The University of Texas' Blanton Museum of Art was named the state recipient of the Vogels' "Fifty Works for Fifty States" program. Coordinating the campaign with the National Gallery of Art in Washington, D.C., the Vogels are giving away 2,500 artworks from their collection of post-1960s art. Each of the 50 states will receive a portion of what is widely considered one of the best collections of minimalist and conceptual art in the nation.

"The gift is a good fit for the Blanton because it fills out our collection in terms of these areas," says Kathleen Brady, a representative for the Blanton. Elizabeth Murray, Richard Prince and Lawrence Weiner are among the more familiar names on the list of 26 artists whose works are included in the gift. Nearly all are from the United States. In the last three years, Ms. Murray, Mr. Prince and Richard Tuttle, whose work is also included, have been honored by career exhibitions at major American museums.

Those careers were nurtured by the Vogels, who focused on collecting minimalists and conceptualists before they were generally known. Herbert Vogel, 85, a former U.S. Postal Service employee, and Dorothy Vogel, 73, a retired librarian, collected the treasure trove by living off her salary while using his to purchase art. The Vogels were particular boosters of Mr. Tuttle and Lynda Benglis.

Twelve of the 14 drawings by Mr. Tuttle included in the Vogels' gift have a Texas connection. A series of spare geometric drawings called Fort Worth Work and numbered one through 10 feature planes of colored pencil on paper. Two other pieces are preparatory studies made in advance of Mr. Tuttle's first major museum exhibition in 1971 at the Dallas Museum of Art (then called the Dallas Museum of Fine Arts).

"This fine concentration of Tuttle's art in Austin will complement Dallas' own major public and private Tuttle holdings," says Charles Wylie, contemporary curator at the DMA.

Most of the pieces are drawings on paper in charcoal, ink and graphite, though some of the works reflect changing perspectives on art materials.

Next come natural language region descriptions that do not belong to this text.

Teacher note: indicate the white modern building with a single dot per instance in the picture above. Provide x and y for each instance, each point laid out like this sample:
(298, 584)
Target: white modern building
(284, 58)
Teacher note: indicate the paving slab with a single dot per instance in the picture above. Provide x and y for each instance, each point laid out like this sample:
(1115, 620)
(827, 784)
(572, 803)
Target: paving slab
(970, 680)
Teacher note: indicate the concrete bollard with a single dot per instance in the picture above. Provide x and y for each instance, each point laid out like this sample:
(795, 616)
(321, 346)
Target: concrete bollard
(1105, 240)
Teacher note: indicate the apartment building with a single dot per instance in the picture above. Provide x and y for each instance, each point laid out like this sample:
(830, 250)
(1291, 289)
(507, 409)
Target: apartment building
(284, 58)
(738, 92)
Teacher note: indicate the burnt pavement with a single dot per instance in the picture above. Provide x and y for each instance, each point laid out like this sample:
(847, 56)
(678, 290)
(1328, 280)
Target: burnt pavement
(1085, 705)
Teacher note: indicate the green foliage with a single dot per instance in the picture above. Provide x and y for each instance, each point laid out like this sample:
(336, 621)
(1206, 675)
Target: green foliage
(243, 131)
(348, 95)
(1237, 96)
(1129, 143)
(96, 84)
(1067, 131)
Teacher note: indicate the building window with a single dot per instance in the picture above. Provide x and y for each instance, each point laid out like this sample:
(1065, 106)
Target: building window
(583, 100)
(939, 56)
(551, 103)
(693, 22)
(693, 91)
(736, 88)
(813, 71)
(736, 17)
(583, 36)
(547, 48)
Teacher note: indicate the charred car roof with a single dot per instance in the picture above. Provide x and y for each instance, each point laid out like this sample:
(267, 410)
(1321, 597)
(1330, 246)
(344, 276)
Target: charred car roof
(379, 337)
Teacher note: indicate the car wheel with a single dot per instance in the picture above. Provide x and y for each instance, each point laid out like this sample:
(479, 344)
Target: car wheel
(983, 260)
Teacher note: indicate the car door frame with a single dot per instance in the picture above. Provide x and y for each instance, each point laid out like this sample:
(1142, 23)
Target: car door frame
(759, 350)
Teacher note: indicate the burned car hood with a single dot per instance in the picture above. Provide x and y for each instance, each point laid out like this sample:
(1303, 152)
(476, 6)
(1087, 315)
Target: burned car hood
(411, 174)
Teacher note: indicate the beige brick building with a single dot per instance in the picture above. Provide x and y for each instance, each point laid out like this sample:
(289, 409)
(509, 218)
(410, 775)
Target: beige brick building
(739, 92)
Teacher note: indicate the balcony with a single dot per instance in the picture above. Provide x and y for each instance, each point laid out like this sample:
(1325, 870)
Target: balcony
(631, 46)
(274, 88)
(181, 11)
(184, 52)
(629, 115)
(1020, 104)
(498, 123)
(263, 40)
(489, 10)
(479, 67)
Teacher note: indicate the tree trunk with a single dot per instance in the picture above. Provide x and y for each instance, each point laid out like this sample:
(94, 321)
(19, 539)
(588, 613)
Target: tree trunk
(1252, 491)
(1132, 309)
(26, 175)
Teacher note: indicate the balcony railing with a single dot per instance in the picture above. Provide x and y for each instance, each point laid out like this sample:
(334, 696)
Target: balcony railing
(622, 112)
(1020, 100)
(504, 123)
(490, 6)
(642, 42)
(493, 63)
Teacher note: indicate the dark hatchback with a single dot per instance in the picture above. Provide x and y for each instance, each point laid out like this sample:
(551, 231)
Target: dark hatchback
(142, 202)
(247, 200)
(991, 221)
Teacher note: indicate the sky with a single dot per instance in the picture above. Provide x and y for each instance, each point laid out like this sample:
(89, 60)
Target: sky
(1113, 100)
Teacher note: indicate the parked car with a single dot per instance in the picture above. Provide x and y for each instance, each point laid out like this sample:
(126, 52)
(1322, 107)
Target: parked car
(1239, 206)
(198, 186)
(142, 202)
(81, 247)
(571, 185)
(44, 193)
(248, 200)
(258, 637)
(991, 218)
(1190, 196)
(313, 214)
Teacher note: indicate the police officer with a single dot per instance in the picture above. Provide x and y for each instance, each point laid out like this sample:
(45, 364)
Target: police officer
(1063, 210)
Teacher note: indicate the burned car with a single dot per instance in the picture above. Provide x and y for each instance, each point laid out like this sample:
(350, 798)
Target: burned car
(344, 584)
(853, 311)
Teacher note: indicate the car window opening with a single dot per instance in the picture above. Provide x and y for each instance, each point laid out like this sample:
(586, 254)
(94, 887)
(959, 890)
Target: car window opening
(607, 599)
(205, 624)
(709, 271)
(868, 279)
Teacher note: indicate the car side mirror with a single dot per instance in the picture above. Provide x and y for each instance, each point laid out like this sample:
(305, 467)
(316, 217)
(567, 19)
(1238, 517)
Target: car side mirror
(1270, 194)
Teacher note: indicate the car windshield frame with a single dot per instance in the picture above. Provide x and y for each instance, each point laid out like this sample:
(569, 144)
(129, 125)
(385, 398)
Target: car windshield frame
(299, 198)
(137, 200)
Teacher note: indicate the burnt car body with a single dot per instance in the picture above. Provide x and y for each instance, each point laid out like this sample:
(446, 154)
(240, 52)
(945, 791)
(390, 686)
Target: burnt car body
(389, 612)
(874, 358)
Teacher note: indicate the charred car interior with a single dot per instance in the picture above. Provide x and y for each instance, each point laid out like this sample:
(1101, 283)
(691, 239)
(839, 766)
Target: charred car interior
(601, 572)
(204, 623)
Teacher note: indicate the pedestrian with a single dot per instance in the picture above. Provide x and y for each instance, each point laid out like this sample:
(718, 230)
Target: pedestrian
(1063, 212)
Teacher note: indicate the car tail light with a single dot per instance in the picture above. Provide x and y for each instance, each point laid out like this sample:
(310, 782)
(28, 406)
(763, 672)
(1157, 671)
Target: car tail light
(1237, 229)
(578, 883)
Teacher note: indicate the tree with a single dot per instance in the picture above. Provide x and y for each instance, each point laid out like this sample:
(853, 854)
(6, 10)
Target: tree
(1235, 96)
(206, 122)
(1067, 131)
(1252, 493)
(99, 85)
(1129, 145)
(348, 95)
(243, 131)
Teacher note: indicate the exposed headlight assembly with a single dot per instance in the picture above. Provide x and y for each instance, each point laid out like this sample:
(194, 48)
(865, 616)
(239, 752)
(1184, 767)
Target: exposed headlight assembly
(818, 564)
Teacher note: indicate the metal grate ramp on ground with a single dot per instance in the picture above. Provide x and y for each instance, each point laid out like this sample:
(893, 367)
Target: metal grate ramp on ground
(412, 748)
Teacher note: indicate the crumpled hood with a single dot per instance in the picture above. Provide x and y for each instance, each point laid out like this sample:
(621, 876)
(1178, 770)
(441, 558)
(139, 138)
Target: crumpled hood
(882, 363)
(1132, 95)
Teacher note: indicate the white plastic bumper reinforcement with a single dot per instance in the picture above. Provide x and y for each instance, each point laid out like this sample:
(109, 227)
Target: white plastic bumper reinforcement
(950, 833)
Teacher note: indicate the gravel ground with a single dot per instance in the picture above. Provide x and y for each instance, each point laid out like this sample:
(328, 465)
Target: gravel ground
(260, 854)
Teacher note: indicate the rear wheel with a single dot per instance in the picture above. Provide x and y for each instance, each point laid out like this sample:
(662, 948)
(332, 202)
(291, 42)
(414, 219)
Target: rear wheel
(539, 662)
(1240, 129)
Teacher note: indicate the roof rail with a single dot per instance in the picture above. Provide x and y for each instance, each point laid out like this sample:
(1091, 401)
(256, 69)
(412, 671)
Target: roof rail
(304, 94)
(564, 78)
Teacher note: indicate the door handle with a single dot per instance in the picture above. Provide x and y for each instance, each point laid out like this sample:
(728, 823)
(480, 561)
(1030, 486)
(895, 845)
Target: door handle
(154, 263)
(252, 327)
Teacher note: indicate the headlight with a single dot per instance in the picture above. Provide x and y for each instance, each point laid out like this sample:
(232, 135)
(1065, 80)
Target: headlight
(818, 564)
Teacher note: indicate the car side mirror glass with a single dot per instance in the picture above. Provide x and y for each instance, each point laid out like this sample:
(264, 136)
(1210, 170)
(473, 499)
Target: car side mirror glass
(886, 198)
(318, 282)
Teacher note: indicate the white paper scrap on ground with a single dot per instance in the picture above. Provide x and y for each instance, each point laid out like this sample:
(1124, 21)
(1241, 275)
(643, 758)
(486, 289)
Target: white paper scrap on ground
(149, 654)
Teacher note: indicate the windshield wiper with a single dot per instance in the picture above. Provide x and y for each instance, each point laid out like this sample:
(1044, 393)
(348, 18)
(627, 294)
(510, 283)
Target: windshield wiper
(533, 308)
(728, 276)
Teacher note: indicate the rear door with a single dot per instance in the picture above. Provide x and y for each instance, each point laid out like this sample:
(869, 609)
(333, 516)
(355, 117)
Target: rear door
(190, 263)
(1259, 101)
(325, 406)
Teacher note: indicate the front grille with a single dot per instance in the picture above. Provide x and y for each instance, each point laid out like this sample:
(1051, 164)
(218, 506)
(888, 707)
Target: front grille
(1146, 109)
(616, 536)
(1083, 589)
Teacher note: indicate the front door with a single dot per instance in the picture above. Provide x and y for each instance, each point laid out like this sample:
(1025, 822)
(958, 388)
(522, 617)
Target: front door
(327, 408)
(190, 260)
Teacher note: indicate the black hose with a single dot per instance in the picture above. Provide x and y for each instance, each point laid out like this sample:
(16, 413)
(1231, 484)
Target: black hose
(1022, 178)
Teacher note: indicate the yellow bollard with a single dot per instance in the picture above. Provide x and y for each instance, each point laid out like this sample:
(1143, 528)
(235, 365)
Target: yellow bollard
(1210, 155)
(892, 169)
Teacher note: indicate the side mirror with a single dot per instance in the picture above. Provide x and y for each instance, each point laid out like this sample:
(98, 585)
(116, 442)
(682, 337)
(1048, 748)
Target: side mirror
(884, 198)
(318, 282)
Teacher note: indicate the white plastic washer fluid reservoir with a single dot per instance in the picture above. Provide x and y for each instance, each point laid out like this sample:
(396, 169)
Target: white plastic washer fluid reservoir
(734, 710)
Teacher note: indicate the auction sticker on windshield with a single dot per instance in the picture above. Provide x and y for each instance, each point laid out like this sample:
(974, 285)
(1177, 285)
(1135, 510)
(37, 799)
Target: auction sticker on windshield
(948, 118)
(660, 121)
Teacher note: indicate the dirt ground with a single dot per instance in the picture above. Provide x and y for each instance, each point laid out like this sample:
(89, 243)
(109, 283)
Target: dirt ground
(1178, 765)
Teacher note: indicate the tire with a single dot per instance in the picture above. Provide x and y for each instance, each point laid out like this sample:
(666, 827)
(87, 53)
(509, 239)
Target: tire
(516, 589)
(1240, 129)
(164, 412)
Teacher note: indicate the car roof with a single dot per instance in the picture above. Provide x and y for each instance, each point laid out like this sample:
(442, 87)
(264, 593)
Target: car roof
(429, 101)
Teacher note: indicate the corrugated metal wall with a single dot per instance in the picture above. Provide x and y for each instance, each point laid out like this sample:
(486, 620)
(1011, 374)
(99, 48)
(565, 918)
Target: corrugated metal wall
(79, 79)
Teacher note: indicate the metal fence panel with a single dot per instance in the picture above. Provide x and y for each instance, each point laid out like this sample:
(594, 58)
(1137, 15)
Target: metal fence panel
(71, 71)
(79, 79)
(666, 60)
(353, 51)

Colored lecturer chalk, photo emulsion and incisions were some of the ways that these artists made marks on paper.

A two-piece steel sculpture by Richard Nonas is part of the gift. Mr. Weiner's 1992 Afloat consists of a pen with a box. Richard Pettibone's piece displays the wry humor of conceptual art: It's a silkscreen copy of Andy Warhol's notorious Marilyn Monroe silkscreen print, totally eradicating the notion of an original.

As a stipulation of the gift, the Blanton agreed to accept the whole lot into the museum's permanent collection. The Vogels also require that participating institutions show the gift in its entirety in an exhibit within five years.

Other institutions in the state were not approached about the gift. The Blanton had a strong working relationship with the Vogels. In 1997, they showed "From Minimal to Conceptual Art: Works From the Dorothy and Herbert Vogel Collection" in what was then the Archer M. Huntington Art Gallery in Austin.

Since 1992, the Vogels have collaborated with the publicly funded National Gallery on enhancing and distributing their collection. Today, that numbers about 4,000 works. Considered in addition to about 1,000 works owned by or promised to the National Gallery, the "Fifty Works for Fifty States" program amounts to a gift of nearly the couple's entire art collection.

Kriston Capps is a freelance writer in Washington, D.C.